Sharp drop in dairy prices alarms

Canterbury farmers will be "burning their chequebooks" and preparing for more uncertainty after a dramatic drop in the global dairy prices.

Dairy prices dropped again in the fortnightly Global Dairy Trade yesterday with the price index slumping 8.9 per cent.

The fall comes after a weak start to the year on Fonterra's online trading platform, with prices down a third since January.

Federated Farmers North Canterbury dairy spokesman Vaughan Beazer said the drop was alarming.

"We are having to burn the chequebooks now. When we know how far it is going to fall we can adjust but we don't know if we are going to see [it drop] another 5 per cent. It's a rollercoaster ride."

North Canterbury farmer Enda Hawe said the result was a disappointment, but not "the end of the world".

"We have to ride the wave when it's high like last year so we can prepare for these sorts of years."

Hawe said farmers had to be realistic about prices returning to their former state.

"Realistically it's not going to jump back up 10 per cent," he said.

"When you do your own farm budget you know what sustainable is. We made a lot of money last season. This season is going to be a bit tighter."

The price drop has led banks to warn a forecast interest rate rise may not eventuate.

Prices for whole milk powder, down 10.9 per cent, led the decline, while butter prices fared better, down only 1.1 per cent.

According to the Global Dairy Trade exchange, prices are now the lowest since the end of 2012.

Federated Farmers Mid-Canterbury dairy chairwoman Jesse Chan-Dorman said volatility was the only certainty in the industry.
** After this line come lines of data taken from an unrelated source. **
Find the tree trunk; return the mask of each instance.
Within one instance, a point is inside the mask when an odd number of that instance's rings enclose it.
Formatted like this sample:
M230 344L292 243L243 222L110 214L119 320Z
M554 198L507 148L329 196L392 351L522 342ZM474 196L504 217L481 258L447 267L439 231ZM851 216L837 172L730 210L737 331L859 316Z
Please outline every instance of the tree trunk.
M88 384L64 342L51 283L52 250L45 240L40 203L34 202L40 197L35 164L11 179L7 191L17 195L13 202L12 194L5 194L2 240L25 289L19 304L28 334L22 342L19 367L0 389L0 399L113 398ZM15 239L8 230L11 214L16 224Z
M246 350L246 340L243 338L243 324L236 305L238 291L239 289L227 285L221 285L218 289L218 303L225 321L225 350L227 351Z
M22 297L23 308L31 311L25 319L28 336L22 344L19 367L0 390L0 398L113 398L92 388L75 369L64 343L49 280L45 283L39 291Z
"The long-term outlook is still strong. That's the nature of farming – we put in place mechanisms to work through the volatility."

Farmers would have used last year's healthy payouts to pay down debt or invest in needed equipment, she said.

"It's hard to say if it will be lean. I don't have a crystal ball, but in previous years when it looked lean it turned out OK."

The dairy sector is an important part of the New Zealand economy, with a DairyNZ report this week saying it contributed $14.32 billion to the national economy last year.


Consumers should not expect cheaper milk, butter and cheese following the big price fall in the latest Global Dairy Trade Auction.

Industry analysts and supermarket chains say the impact might not be felt for many months.

Fonterra Brands spokesman Peter McClure said "the farm-gate milk price sets the import costs for milk producers and that hasn't changed at this point."

Waikato University Professor of Agribusiness Dr Jacqueline Rowarth said milk was "cheaper than it has ever been" thanks to increases in salaries.

Salaries had risen on average 1.6 per cent over the past year, while food prices had gone up 1.2 per cent, she said.

A Countdown Supermarkets spokesman said no price cut was expected because there hadn't been a decrease in the price paid to its suppliers.